Die Autoren beschreiben drei mögliche Szenarios:

  • Wird ein drastisches Umstellungsprogramm erst in die Wege geleitet, wenn der Förderhöhepunkt erreicht ist, wird für mehr als zwei Jahrzehnte weltweit ein erheblicher Mangel an flüssigen Brennstoffen bestehen.
  • Werden bereits zehn Jahre vor dem Peak geeignete Abfederungsmaßnahmen ergriffen, ergibt sich eine deutliche Entschärfung der Situation. Trotzdem wäre damit zu rechnen, dass etwa zehn Jahre nach dem Peak eine weltweite Mangelsituation eintritt.
  • Beginnt man bereits 20 Jahre vor dem Peak mit der Realisierung eines geeigneten Umstellungsprogramms, scheint es möglich zu sein, eine weltweite Verknappung zu vermeiden.
    Zitate aus dem Bericht

    “Die Welt war noch nie mit einem derartigen Problem konfrontiert. (…) Frühere energetische Übergänge (von Holz zu Kohle und von Kohle zu Öl) waren graduell und evolutionär; Peak Oil wird abrupt und revolutionär sein.”
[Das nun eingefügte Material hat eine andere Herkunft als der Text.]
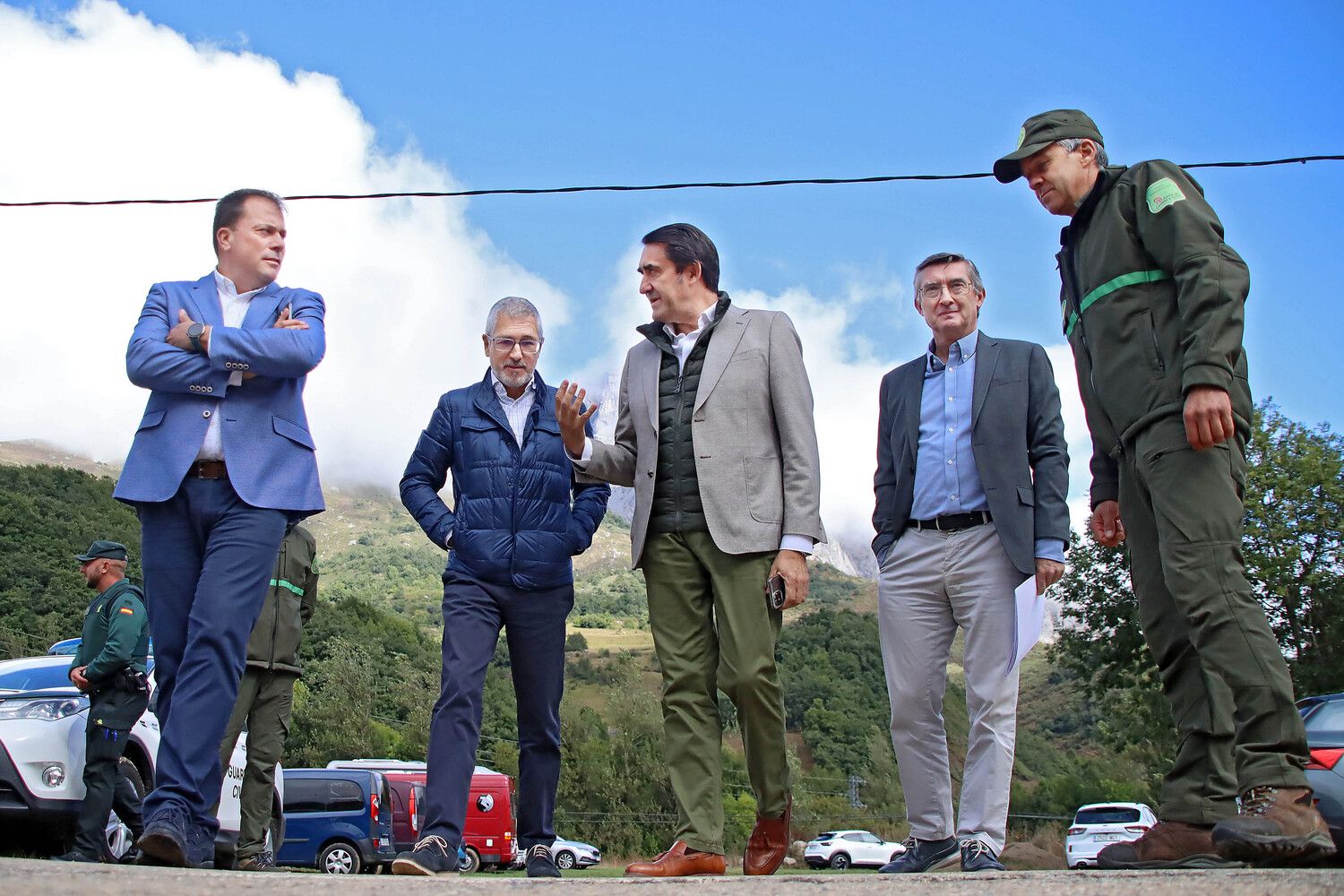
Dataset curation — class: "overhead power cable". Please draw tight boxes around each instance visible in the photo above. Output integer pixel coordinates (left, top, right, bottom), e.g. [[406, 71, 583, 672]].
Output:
[[0, 154, 1344, 208]]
    “Beim Näherrücken des Fördermaximums wird es schwieriger werden, eine passende ausgleichende Budget-, Geld- und Energiepolitik zu konzipieren. Wirtschaftlich könnte das Jahrzehnt nach Erreichen des Fördermaximums den 1970er Jahren ähneln, nur schlimmer, mit einer dramatischen Zunahme der Inflation, langfristiger Rezession, hoher Arbeitslosigkeit und sinkenden Lebensstandards.”

    “Die wirtschaftlichen Verluste für die USA könnten sich im Bereich von Billionen Dollar bewegen.”
    (Übersetzung Robert Poth)

    Die Schlussfolgerung der Autoren: Wird auf politischer Ebene zu spät und zu zaghaft reagiert, wird das Gleichgewicht zwischen Angebot und Nachfrage durch “massive demand destruction”, also einen massiven Rückgang der Nachfrage aufgrund nicht mehr leistbarer Preise erreicht werden.

    Im Bericht wird auch zu beantworten versucht, wann tatsächlich mit “Peak oil” zu rechnen ist. Dabei gehen die Autoren von 12 Szenarien aus, die im Jahr 2000 von der Internationalen Energieagentur (IEA) auf Basis der Reservenschätzungen des U.S. Geological Survey (USGS) erstellt wurden.

    Als wahrscheinlichstes Szenario bezeichen die Autoren eine förderbare Gesamtmenge konventionellen Öls von 3.003 Milliarden Barrel bei einer weltweiten Nachfragesteigerung von 2% pro Jahr. Dieses Szenario ergibt 2 mögliche Peaks, einen im Jahr 2016 und einen im Jahr 2037. Das erste Datum beruht auf einem langsamen Rückgang der Förderung (“Förderabfall”) von 2% jährlich, das zweite auf einem sehr steilen Förderabfall. Als wahrscheinlicher wird der erste Zeitpunkt bezeichnet. Hinzugefügt wird allerdings außerdem, dass die USGS-Reserveschätzungen weit höher sind als die anderer WissenschaftlerInnen. Je niedriger die Reserven also tatsächlich sind, desto früher müsste mit Peak Oil gerechnet werden.

    2016 minus mindestens 10 Jahre Vorlaufzeit ergibt 2006. Der Bericht kann eigentlich nur als dramatische Aufforderung an die US-Regierung und an alle Regierungen der Welt verstanden werden, SOFORT zu handeln.